The transaction will create a premier satellite company that will be a leader in the digital delivery of video content, the transmission of corporate data and the provisioning of government communications solutions.
The new company will offer its customers expanded coverage with additional back-up satellites, supporting fiber networks and enhanced operational capabilities for the provision of an unparalleled level of services.
With an increased focus on developing advanced communications technologies, the company will meet the needs of cable TV programmers, broadcasters, businesses, governments and consumers worldwide.
Using a combined fleet of 53 satellites, the company will serve customers in more than 220 countries and territories.
Driven by the core strengths of the two companies and their employees' commitment to quality in operations and customer service, Intelsat will have a portfolio of customers not only in the developed world, but also in emerging nations and remote areas where satellites are critical to providing communications infrastructure for economic development.
"The combination of Intelsat and PanAmSat creates an industry leader with the ability to provide competitive communications and video services to consumers and businesses," said David McGlade, Chief Executive Officer of Intelsat.
"The two companies are complementary in customer, geographic and product focus. Together, we will continue providing the highest level of service to existing customers while growing new business in rapidly expanding communications markets."
Mr. McGlade will continue to serve as Chief Executive Officer and a Director of the company upon closing. Joseph Wright, currently Chief Executive Officer of PanAmSat, is expected to become Chairman of the Board upon completion of the transaction.
"Today, PanAmSat offers its video, data and government customers a highly reliable level of service that only a technically advanced and financially strong satellite operator can provide," said Mr. Wright.
"Now, we will combine the best from both companies and bring a professional business approach to the new enterprise to benefit our customers, employees and shareholders.
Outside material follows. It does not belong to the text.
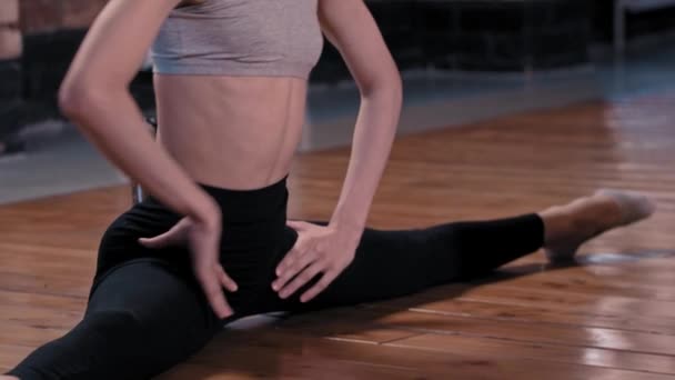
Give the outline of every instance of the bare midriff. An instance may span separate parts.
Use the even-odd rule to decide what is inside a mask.
[[[154,87],[158,142],[197,182],[250,190],[289,173],[306,80],[155,74]]]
"This is a 'win-win' for both companies, and a terrific outcome for all of PanAmSat's shareholders, who will receive $25 per share in cash - a significant premium over the recent stock price and nearly a 40% premium over the IPO price of about six months ago. In addition, our shareholders will continue to receive dividends, at the current annual rate or higher, until we close the transaction."
PanAmSat brings a strong, video-centric customer base, including leading providers of cable TV programming, while Intelsat's historical strength has been in providing core telephony and advanced data services to developing and underserved regions around the world. Over the long term, the company will consolidate best practices from the two respective organizations.
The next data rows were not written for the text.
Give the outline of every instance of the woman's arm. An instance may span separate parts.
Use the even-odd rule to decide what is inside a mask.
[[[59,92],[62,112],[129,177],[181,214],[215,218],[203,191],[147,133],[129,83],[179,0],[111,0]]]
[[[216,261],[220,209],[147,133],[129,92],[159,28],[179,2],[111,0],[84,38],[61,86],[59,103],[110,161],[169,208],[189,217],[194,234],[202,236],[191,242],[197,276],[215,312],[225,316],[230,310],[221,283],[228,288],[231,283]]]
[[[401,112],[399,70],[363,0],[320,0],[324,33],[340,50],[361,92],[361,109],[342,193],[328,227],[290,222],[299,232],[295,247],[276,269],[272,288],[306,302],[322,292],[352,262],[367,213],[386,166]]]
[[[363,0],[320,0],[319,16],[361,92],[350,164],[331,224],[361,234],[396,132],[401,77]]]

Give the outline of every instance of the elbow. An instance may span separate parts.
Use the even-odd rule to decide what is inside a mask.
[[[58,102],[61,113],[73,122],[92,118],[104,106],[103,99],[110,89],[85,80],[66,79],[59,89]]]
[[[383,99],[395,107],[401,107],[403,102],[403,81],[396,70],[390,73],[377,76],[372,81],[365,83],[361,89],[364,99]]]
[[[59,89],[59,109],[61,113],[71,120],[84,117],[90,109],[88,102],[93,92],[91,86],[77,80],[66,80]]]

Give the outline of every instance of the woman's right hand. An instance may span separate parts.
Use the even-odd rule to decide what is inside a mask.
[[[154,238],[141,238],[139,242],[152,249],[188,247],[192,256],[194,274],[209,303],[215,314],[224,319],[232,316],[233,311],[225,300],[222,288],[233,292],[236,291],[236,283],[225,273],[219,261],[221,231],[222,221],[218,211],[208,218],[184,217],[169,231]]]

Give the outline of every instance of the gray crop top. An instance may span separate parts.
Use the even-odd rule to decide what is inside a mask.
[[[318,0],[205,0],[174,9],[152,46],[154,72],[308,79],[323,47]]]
"We will leverage our combined intellectual, material and people assets to continue the high-quality service Intelsat and PanAmSat customers have come to expect," said David McGlade.
Following the transaction, the company will have enhanced financial strength and revenue and free cash flow growth opportunities. The company is expected to have pro forma annual revenues of more than $1.9 billion and to maintain significant free cash flow from operations, providing significant resources for capital expenditures and debt service.
Under the agreement, which was approved unanimously by the Boards of Directors of both companies, Intelsat will acquire all outstanding common shares of PanAmSat, and additionally Intelsat will either refinance or assume approximately $3.2 billion in debt of PanAmSat Holding Corporation and its subsidiaries.
Shareholders owning approximately 58% of PanAmSat's shares have agreed to vote in favor of the combination.
The transaction is conditioned upon PanAmSat Holding Corporation shareholder approval, customary closing conditions and clearances from relevant regulatory agencies, including the appropriate U.S. government antitrust authorities and the Federal Communications Commission.
The companies anticipate that the transaction could close in approximately six to 12 months.